Features lie at the very heart of information retrieval. A model that can
handle arbitrary **query-dependent** and **query-independent** features is
desirable. This paper describes the theory behind a class of models called
**linear feature-based models**.

### Model Framework

Suppose we are given a set of **documents** \(D\), **queries** \(Q\) and **training
data** \(T\). In addition, we are given a real-valued **scoring function**
\(S_\Lambda(D;Q)\) parameterized by \(\Lambda\), a vector of parameters. Given the
query \(Q_i\), the scoring function \(S_\Lambda(D;Q)\) is computed for each \(d \in
D\) and the documents are then ranked in descending order according to their
score. The scoring function induces a total ordering (**ranking**)
\(R_i(\Lambda)\) on \(D\) for each query \(Q_i\).

Finally, in order to evaluate a parameter setting, we need an **evaluation
function** \(E(R_\Lambda;T)\) that produces real valued output given a set of
ranked lists and the training data. We require \(E\) to only consider the
document *rankings* and not the document scores. The scores are only used to
rank the documents and not used to evaluate the ranking. Example evaluation
metrics are **mean average precision** and **percent correct in the top n**.

Our goal is to find the parameter setting \(\Lambda\) that maximizes the
evaluation metric \(E\) over the parameter space (\(\hat{\Lambda} =
argmax_\Lambda E(R_\Lambda;T)\)). To restrict our focus, scoring function
often appears as \(S_\Lambda(D;Q) = \Lambda^Tf(D, Q) + Z\) where \(f\) is a
**feature function** that maps query/document pairs to real-valued vectors in
\(\mathbb{R}^d\) and \(Z\) is a constant.
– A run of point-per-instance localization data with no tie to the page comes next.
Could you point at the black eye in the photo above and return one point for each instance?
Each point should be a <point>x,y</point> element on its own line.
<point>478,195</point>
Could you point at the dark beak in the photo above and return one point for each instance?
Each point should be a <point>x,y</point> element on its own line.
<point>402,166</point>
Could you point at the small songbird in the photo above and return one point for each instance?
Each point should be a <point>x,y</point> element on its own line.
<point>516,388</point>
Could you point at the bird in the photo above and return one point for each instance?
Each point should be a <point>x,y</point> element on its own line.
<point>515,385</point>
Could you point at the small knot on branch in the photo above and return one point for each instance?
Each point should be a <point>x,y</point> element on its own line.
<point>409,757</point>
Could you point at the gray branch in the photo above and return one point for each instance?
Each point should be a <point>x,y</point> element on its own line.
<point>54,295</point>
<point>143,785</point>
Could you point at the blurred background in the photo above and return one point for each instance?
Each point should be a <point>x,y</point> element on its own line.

We also require monotonically
increasing values.

### Features

Common features include

**Term occurrence/non-occurrence**- Whether or not a term occurs within a document.
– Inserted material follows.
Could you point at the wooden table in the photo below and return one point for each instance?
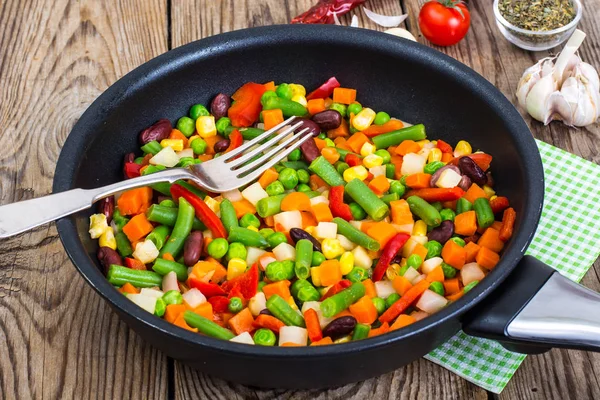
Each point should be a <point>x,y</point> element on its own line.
<point>57,337</point>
**Term frequency**- The number of times a term occurs within a document.

**Inverse document frequency**- Inverse of the proportion of documents that contain a given term.

**Document length**- Number of terms within the document.

**Term proximity**- Occurrence patterns of terms within a document.

Non-textual features include **PageRank**, URL depth, document quality,
readability, sentiment, and query clarity.